Dies stehe der Annahme entgegen, sie habe schuldhaft nichts unternommen, um vor allen Dingen ihre Alkoholsucht Erfolg versprechend behandeln zu lassen. Der Vorwurf der Leichtfertigkeit werde in Frage gestellt, wenn die Fähigkeit des Bedürftigen, entsprechend seiner Einsicht in die Notwendigkeit einer Therapie zu handeln, suchtbedingt wesentlich eingeschränkt sei (BGH NJW 1981, 2805).
Im Übrigen stehe der Anrechnung fiktiver Einkünfte der Vortrag der Beklagten entgegen, sie könne zu keinem Zeitpunkt Einkünfte erzielen, die es ihr erlauben würden, monatlichen Unterhalt für ihre Kinder in der verlangten Höhe zu zahlen. Sie sei bestenfalls in der Lage, soviel zu verdienen, dass sie nicht auf staatliche Hilfe angewiesen sei.

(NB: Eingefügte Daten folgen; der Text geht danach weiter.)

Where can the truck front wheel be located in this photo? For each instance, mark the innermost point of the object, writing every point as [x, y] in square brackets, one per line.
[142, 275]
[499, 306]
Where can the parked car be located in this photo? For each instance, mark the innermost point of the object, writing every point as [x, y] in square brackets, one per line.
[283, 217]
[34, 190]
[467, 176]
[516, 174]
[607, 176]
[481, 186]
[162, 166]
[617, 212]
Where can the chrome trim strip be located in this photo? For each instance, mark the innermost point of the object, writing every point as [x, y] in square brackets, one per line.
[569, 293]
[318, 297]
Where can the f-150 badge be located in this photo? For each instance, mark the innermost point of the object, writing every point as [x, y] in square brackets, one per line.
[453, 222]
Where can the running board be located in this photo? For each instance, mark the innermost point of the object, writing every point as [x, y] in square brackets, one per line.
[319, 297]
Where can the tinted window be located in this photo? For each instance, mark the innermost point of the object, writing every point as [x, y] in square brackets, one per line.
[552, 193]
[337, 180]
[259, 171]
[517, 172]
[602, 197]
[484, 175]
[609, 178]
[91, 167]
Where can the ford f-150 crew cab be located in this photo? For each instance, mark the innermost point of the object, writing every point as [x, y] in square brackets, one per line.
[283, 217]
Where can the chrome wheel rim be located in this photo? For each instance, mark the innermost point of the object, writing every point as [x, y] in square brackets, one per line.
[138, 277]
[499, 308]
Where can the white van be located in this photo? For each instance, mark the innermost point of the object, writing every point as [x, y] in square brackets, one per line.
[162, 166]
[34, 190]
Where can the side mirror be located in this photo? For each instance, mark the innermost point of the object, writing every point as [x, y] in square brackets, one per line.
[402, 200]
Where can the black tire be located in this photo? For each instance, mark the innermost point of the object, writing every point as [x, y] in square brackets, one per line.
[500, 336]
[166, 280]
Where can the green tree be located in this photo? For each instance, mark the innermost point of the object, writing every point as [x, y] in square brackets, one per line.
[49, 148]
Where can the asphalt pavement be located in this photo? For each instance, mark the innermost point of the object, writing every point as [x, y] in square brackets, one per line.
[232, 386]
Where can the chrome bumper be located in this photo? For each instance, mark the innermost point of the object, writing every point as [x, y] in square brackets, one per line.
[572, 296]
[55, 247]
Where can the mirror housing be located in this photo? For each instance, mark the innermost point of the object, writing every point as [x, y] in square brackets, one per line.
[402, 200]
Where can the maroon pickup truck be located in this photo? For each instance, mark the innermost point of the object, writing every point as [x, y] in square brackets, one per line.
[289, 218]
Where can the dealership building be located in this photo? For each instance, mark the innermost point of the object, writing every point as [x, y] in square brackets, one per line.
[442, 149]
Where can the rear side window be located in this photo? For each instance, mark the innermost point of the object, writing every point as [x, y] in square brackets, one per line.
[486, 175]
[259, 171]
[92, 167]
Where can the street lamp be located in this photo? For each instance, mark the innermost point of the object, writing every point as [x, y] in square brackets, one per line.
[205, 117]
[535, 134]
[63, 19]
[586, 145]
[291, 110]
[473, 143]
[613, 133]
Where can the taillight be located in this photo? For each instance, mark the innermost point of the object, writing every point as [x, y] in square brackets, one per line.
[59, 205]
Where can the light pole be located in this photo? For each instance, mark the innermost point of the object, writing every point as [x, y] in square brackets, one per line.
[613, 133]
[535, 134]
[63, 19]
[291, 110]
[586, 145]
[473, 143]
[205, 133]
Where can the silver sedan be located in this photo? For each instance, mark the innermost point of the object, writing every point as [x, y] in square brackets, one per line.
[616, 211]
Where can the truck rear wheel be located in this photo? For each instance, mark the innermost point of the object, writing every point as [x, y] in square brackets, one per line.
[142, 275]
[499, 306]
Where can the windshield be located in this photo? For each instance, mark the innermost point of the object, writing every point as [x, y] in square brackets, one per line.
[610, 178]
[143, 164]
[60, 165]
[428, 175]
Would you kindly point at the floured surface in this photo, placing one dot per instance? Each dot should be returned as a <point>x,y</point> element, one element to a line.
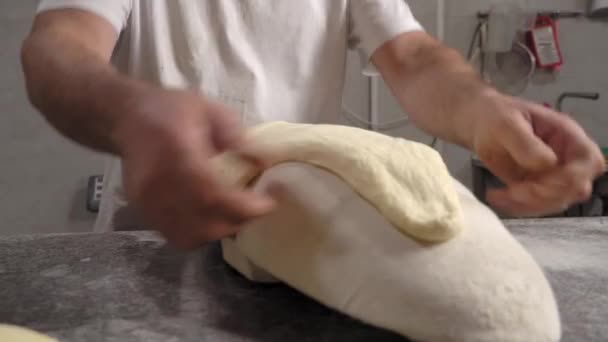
<point>407,182</point>
<point>138,290</point>
<point>574,254</point>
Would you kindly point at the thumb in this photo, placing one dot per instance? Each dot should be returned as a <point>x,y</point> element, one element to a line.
<point>525,147</point>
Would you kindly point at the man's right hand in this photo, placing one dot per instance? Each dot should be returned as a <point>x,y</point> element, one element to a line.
<point>166,139</point>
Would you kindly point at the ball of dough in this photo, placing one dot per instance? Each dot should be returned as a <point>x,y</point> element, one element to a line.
<point>15,333</point>
<point>330,244</point>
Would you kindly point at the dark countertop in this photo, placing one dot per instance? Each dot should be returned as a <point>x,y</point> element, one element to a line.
<point>129,287</point>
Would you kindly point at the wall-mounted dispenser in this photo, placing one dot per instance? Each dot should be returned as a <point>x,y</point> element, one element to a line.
<point>598,8</point>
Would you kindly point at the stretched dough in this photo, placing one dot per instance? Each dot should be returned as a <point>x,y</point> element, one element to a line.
<point>406,181</point>
<point>19,334</point>
<point>330,244</point>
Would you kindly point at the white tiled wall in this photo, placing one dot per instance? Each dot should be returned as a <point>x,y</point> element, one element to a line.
<point>585,48</point>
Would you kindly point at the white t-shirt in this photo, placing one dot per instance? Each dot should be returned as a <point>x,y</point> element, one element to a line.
<point>267,59</point>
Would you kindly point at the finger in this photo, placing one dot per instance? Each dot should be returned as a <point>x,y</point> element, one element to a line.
<point>240,206</point>
<point>504,200</point>
<point>527,149</point>
<point>554,193</point>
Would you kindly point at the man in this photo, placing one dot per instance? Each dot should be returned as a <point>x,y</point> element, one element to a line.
<point>185,74</point>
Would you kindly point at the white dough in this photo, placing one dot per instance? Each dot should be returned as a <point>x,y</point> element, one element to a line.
<point>14,333</point>
<point>330,244</point>
<point>406,181</point>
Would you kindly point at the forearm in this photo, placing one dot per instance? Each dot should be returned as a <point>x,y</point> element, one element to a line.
<point>438,89</point>
<point>75,87</point>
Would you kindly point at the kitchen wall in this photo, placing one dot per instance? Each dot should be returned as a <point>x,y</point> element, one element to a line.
<point>585,50</point>
<point>42,176</point>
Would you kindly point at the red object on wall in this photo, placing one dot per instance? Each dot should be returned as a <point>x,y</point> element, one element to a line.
<point>544,38</point>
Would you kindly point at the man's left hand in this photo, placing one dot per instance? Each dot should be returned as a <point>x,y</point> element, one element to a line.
<point>545,158</point>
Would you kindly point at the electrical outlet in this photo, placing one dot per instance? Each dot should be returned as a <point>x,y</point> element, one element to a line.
<point>94,191</point>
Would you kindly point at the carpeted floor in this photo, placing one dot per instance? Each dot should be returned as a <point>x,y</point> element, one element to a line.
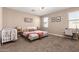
<point>47,44</point>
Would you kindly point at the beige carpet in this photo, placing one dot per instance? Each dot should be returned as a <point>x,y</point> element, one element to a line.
<point>47,44</point>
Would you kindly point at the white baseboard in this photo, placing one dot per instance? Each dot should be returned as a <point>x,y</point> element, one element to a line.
<point>56,35</point>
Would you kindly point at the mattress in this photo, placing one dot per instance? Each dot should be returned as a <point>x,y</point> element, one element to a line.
<point>35,34</point>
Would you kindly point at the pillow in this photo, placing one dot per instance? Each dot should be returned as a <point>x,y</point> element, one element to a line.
<point>31,28</point>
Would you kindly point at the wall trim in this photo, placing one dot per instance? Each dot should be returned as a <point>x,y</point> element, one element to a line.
<point>56,35</point>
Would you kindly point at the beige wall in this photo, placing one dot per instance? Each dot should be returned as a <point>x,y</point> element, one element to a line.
<point>58,27</point>
<point>12,18</point>
<point>1,18</point>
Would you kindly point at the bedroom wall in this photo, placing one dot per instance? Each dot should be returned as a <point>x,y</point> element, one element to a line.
<point>1,18</point>
<point>57,28</point>
<point>12,18</point>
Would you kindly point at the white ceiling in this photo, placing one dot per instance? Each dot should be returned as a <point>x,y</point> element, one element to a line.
<point>37,10</point>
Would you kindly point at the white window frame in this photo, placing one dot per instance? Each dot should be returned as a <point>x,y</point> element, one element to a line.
<point>74,20</point>
<point>45,22</point>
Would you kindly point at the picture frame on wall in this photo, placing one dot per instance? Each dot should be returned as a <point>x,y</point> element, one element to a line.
<point>28,20</point>
<point>52,19</point>
<point>58,18</point>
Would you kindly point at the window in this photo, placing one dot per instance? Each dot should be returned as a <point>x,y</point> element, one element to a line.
<point>45,22</point>
<point>74,19</point>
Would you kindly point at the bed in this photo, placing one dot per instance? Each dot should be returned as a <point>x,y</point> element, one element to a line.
<point>33,35</point>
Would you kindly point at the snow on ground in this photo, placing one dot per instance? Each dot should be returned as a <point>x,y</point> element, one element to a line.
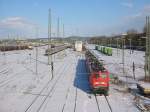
<point>22,90</point>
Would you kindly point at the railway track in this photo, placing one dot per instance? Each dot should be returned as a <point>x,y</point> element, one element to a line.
<point>48,94</point>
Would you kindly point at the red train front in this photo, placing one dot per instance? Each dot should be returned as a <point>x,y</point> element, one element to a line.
<point>98,75</point>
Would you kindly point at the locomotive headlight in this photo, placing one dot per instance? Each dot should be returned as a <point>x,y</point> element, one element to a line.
<point>96,82</point>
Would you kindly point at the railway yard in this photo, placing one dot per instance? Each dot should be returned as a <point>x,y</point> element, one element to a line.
<point>23,89</point>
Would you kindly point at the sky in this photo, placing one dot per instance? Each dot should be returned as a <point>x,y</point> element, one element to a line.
<point>23,18</point>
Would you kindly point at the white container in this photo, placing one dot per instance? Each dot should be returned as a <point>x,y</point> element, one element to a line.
<point>78,46</point>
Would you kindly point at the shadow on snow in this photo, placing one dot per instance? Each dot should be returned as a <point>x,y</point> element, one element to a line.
<point>81,80</point>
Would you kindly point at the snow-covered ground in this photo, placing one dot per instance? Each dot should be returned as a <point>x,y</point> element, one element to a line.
<point>114,63</point>
<point>22,90</point>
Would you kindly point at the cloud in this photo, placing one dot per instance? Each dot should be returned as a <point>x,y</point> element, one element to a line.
<point>127,4</point>
<point>141,14</point>
<point>16,23</point>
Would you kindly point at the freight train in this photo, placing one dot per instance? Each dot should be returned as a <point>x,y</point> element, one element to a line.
<point>56,49</point>
<point>98,75</point>
<point>104,50</point>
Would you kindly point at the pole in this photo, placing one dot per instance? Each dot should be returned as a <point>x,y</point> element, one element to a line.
<point>130,45</point>
<point>49,35</point>
<point>123,60</point>
<point>50,61</point>
<point>36,67</point>
<point>63,31</point>
<point>147,53</point>
<point>117,46</point>
<point>58,28</point>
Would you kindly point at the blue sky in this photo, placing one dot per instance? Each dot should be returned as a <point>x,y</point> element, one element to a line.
<point>80,17</point>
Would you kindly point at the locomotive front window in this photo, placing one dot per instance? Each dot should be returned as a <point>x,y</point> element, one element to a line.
<point>103,75</point>
<point>96,76</point>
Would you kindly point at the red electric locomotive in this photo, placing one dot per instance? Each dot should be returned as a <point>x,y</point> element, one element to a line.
<point>98,75</point>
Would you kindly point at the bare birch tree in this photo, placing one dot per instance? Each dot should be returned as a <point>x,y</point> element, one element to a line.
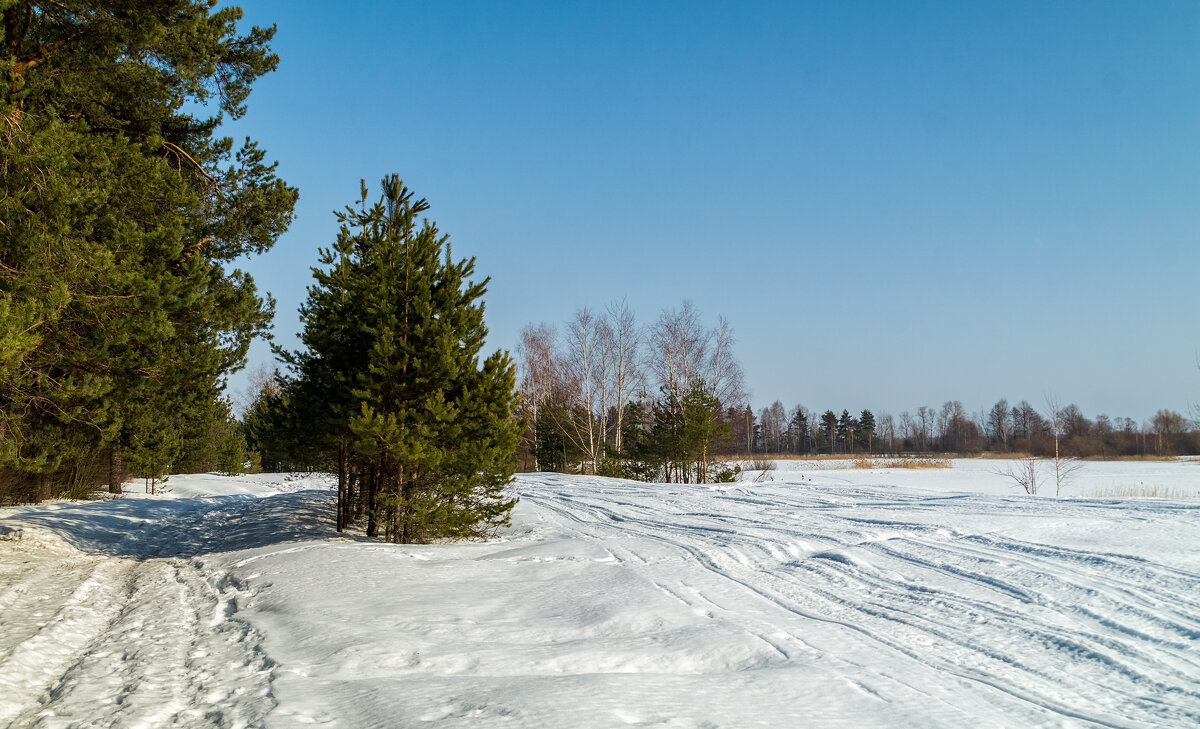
<point>625,371</point>
<point>1063,468</point>
<point>582,365</point>
<point>540,372</point>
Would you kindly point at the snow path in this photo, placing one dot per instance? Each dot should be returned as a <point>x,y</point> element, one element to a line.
<point>124,625</point>
<point>832,600</point>
<point>1041,630</point>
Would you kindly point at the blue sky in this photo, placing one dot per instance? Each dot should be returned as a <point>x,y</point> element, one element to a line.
<point>894,204</point>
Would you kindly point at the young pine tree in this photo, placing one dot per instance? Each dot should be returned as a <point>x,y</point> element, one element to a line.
<point>431,427</point>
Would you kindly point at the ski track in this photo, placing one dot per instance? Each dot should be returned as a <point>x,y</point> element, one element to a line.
<point>1061,634</point>
<point>148,618</point>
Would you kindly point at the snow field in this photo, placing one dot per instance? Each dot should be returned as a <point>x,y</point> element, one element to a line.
<point>825,598</point>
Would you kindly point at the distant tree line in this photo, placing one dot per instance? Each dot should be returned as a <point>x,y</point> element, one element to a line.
<point>1002,428</point>
<point>611,397</point>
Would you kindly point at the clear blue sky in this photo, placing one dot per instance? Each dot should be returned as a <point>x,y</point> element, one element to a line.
<point>894,204</point>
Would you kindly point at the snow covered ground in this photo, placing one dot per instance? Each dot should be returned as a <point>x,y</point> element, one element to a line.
<point>826,597</point>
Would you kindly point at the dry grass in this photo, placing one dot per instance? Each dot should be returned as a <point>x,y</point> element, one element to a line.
<point>903,463</point>
<point>1143,492</point>
<point>1149,457</point>
<point>808,457</point>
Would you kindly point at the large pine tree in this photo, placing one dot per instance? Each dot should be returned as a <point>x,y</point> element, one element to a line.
<point>120,210</point>
<point>394,327</point>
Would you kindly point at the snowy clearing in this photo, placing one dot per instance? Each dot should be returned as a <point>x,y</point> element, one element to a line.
<point>826,597</point>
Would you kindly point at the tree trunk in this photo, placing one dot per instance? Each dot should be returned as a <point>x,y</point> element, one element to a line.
<point>342,483</point>
<point>42,487</point>
<point>115,469</point>
<point>372,493</point>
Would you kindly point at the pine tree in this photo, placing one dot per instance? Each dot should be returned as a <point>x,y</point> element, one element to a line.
<point>394,329</point>
<point>120,212</point>
<point>867,429</point>
<point>829,425</point>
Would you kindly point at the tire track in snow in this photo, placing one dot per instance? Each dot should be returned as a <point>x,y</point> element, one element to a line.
<point>995,612</point>
<point>147,642</point>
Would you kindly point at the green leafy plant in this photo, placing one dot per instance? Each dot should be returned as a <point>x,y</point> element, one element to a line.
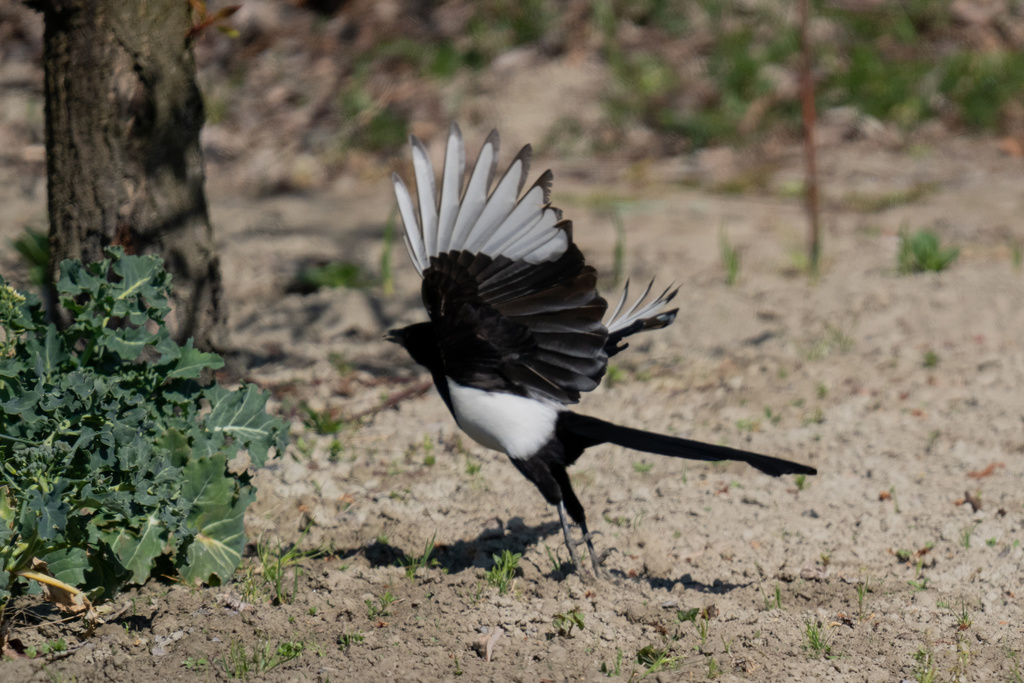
<point>34,246</point>
<point>818,639</point>
<point>654,659</point>
<point>346,640</point>
<point>414,564</point>
<point>922,252</point>
<point>333,274</point>
<point>113,451</point>
<point>262,657</point>
<point>564,622</point>
<point>269,579</point>
<point>381,609</point>
<point>504,571</point>
<point>925,672</point>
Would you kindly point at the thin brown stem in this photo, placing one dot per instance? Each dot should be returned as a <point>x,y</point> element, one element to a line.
<point>809,116</point>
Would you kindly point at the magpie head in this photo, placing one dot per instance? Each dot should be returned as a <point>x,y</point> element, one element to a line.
<point>419,340</point>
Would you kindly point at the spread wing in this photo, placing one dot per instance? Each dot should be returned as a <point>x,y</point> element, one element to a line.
<point>514,306</point>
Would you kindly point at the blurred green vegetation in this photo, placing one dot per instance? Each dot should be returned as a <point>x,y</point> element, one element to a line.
<point>711,72</point>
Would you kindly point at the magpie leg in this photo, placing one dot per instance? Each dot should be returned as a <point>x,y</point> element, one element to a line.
<point>569,543</point>
<point>587,536</point>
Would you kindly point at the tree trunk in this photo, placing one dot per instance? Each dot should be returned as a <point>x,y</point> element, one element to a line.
<point>124,163</point>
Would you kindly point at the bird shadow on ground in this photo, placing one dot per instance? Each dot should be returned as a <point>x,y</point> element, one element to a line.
<point>477,553</point>
<point>462,555</point>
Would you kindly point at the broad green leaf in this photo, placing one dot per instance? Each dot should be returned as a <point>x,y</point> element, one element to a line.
<point>243,415</point>
<point>46,515</point>
<point>128,342</point>
<point>141,276</point>
<point>52,353</point>
<point>136,552</point>
<point>68,565</point>
<point>192,363</point>
<point>23,404</point>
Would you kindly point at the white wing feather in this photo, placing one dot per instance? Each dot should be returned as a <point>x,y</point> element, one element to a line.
<point>637,311</point>
<point>455,169</point>
<point>496,224</point>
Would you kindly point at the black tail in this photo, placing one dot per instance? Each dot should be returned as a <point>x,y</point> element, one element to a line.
<point>580,431</point>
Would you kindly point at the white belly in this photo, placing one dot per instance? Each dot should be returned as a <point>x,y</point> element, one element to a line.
<point>514,425</point>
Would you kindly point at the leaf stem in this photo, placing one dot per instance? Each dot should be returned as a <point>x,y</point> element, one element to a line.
<point>49,581</point>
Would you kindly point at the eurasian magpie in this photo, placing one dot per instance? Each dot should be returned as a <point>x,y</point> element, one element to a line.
<point>516,332</point>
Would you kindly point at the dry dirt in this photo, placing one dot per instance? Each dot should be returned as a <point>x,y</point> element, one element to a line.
<point>832,373</point>
<point>904,552</point>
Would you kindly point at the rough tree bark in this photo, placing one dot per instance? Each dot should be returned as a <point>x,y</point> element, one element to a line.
<point>124,163</point>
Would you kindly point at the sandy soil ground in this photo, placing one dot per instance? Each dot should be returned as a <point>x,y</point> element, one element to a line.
<point>903,554</point>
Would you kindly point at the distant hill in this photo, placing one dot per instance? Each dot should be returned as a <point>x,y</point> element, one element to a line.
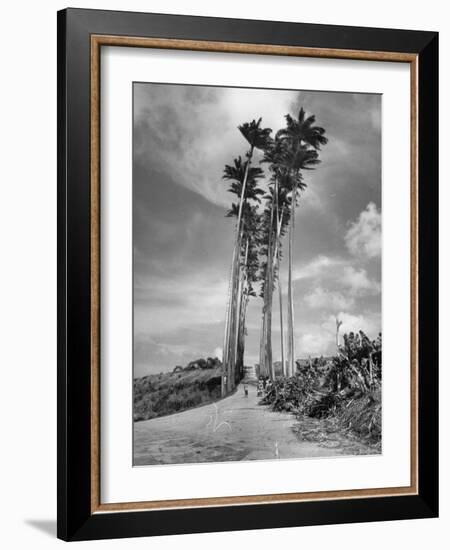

Eine Einkommensfiktion sei nur dann berechtigt, wenn das Gericht zu dem Ergebnis komme, dass das unterhaltsrechtlich geforderte Bemühen um eine Erwerbsquelle einerseits auch Erfolg gehabt hätte und dem Unterhaltsverpflichteten andererseits in diesem Fall ausreichend Mittel verblieben, so dass er durch die Unterhaltsleistung nicht seinerseits sozialhilfebedürftig werde (Palandt/Diederichsen, a.a.O., § 1603 BGB Rz. 33, 51).
Im Beschwerdeverfahren müsse nicht abschließend geklärt werden, ob die Beklagte tatsächlich unverschuldet erwerbsunfähig sei und damit die Anrechnung fiktiver Einkünfte entfalle. Die hinreichende Erfolgsaussicht für die Rechtsverteidigung sei bereits dann zu bejahen, wenn über eine Behauptung der PKH begehrenden Partei Beweis zu erheben sei (Zöller/Philippi, a.a.O., § 114 ZPO Rz. 26 mit weiteren Nachweisen).
Es seien keine nachvollziehbaren Anhaltspunkte ersichtlich, wonach davon ausgegangen werden müsse, dass eine ggf. durchzuführende Beweisaufnahme zum Nachteil der Beklagten ausgehen werde. Es verbiete sich daher die Feststellung, die von der Beklagten beabsichtigte Rechtsverfolgung sei aussichtslos.
Ihr sei daher Prozesskostenhilfe zu bewilligen.